Cooperative Learning berpotensi hanya mengaktifkan beberapa orang saja dalam suatu kelompok, sementara yang lain pasif mengunggu jawaban dari teman-temannya. Siswa yang kurang mampu dalam “kecerdasan kognitif” dapat terabaikan.

Ruang kelas yang memadai menjadi salah satu prasayarat utama yang tidak dapat ditawar-tawar lagi keberadaannya. Ruang yang luas, kedap suara, media presentasi yang cukup/representatif, penataan meja dan kursi yang membangkitkan semangat belajar dan berinteraksi. Di sinilah tampak kesenjangan dengan keadaan sekolah-sekolah kita (di Indonesia), berani kita katakan bahwa bangunan sekolah banyak yang kurang memadai, sebagian sekolah yang kurang memenuhi unsur “safety” bagaimana mungkin dapat memenuhi kepentingan aktivitas belajar yang memadai. Mau membaca buku saja sudah tidak tenang, bagaimana siswa akan berinteraksi dengan siswa dan guru? Ya to...

Cooperative Learning harus diperkenalkan kepada siswa sejak dini, atau melalui pendidikan bagi para calon guru di lembaga pendidik tenaga kependidikan (LPTK) secara komprehensif. Sebab, salah satu pilar pendidikan adalah learning to live together, maka sejak dini harus dibiasakan (habituasi). Kenyataan pada praksis pendidikan kita di LPTK, perkuliahan kurang memberikan bekal tentang beragam metode pembelajaran yang dapat diterapkan bahkan dimodifikasi oleh para calon guru. Sedangkan perpustakaan minim sekali menampilkan beragam buku yang menjanjikan dalam revolusi model dan metode pembelajaran.
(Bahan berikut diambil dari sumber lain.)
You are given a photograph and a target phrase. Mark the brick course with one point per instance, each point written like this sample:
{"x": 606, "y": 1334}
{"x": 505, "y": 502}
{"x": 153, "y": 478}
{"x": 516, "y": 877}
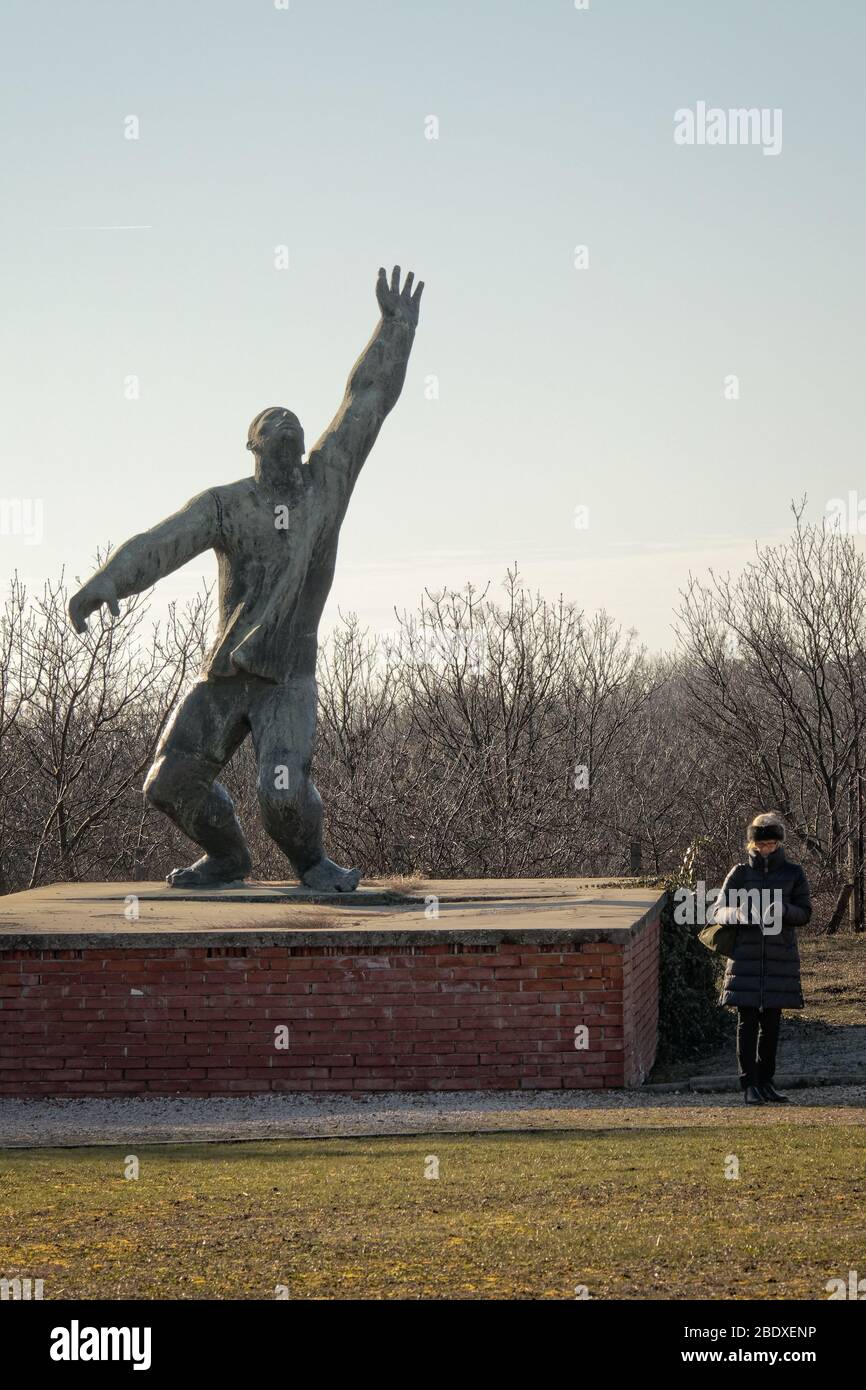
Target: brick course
{"x": 167, "y": 1019}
Calon guru harus memahami bagaimana cara belajar yang benar bukan hanya cara mengajar yang benar.

Saat ini, Cooperative Learning telah dijalankan di berbagai macam sekolah dan institusi pendidikan di seluruh dunia, yang meliputi jenjang pendidikan, mulai dari TK hingga perguruan tinggi. Hal yang tidak terbantahkan adalah bahwa Cooperative Learning telah meningkatkan prestasi belajar peserta didik dalam pendidkan formal, non formal, bahkan jika diterapkan dalam pendidikan keluarga dapat juga berpengaruh besar. Tentu saja dalam ranah keluarga, Cooperative Learning mendorong berkembangnya kerjasama dan sistem sosial berafeksi yang lebih dekat antar anggota keluarga.

Cooperative Learning bisa disbeut sebagai sebuah model, metode, maupun pendekatan dalam pembelajaran. Penggunaannya bukan hanya terbatas pada mata pelajaran tertentu, misalnya matematika saja, namun juga dapat diterapkan pada semua mata pelajaran. Syaratnya adalah perlu ketersediaan waktu dan kecekatan guru untuk mengkombinasikannya dengan berbagai metode pembelajaran lainnya.

Cooperative Learning dapat diterapkan untuk semua jenis kelas siswa; kelas khusus anak berbakat, kelas pendidkan laur biasa (pendidikan khusus), kelas dengan siswa berkecerdasan rata-rata, dan siswa dengan kondisi heterogen. Di tengah berkembangnya semangat multikultural dalam ranah pendidikan Indonesia, Cooperative Learning sangat kondusif “memanjakan” siswa dari latar belakang agama, etnis, budaya, termasuk latar belakang akademik yang berbeda-beda.

Kembali ditegaskan bahwa tujuan inti Cooperative Learning adalah memberikan para siswa pengetahuan, konsep, kemampuan dan pemahaman yang mereka butuhkan supaya dapat menjadi anggota sistem sosial yang bahagia dan bermanfaat.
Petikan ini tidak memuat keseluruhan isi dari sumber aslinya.